Starting her career in the 1970’s, Chantal Akerman is now widely regarded as one of the most significant artists and film directors of her generation. Profoundly influenced by Jean-Luc Godard’s Pierrot le fou (1965) Akerman enrolled at film school in Belgium but abandoned her studies to produce her first short Saute Ma Vie (1968).
She came to prominence with her first feature length film Je Tu Il Elle (1974) which she wrote in Paris in 1968. Since the 1990’s she has crossed over between film and visual art producing installations or environments for numerous exhibitions.
For this exhibition Akerman has brought together two installations alongside a single screen film from 1972, Hotel Monterey.
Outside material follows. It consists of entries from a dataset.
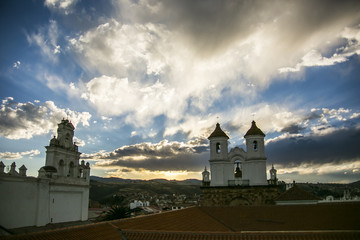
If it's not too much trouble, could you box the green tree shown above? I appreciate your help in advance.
[104,206,130,221]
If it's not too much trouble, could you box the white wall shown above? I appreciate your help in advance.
[242,160,268,186]
[0,174,89,229]
[0,175,49,228]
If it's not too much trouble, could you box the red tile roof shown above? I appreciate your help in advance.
[0,202,360,240]
[275,185,321,201]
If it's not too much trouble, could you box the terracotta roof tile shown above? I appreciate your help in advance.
[275,185,321,201]
[0,202,360,240]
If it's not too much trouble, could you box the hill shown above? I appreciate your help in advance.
[89,176,201,206]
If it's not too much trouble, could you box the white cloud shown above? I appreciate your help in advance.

Shot in real time and with loose plot structures, her works shift between experimental, documentary and narrative formats and are all closely related to the everyday, feminism, sexuality and her family history.
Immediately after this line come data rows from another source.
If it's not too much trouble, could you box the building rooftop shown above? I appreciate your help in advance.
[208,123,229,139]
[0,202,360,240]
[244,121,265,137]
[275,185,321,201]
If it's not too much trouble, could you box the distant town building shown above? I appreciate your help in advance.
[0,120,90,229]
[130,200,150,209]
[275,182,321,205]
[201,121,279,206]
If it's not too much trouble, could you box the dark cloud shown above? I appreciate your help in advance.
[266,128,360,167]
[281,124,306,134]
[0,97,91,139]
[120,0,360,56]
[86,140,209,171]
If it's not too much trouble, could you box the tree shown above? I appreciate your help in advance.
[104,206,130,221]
In Gallery 1, To Walk Next to One’s Shoelaces in an Empty Fridge (2004) is an enigmatic two part video installation that traces the content of Akerman’s maternal grandmother’s adolescent diary, a rare document of considerable age, miraculously discovered after she perished at Aushwitz.
By contrast, Women from Antwerp in November (2007) contains a compelling series of images reminiscent of early French and American film noir. Two projections screened opposite each other feature a number of women smoking in various settings. This exhibition touches on Akerman’s foundation in feminist filmmaking and her deep connection to a highly personal, yet distant, cinematic point of view.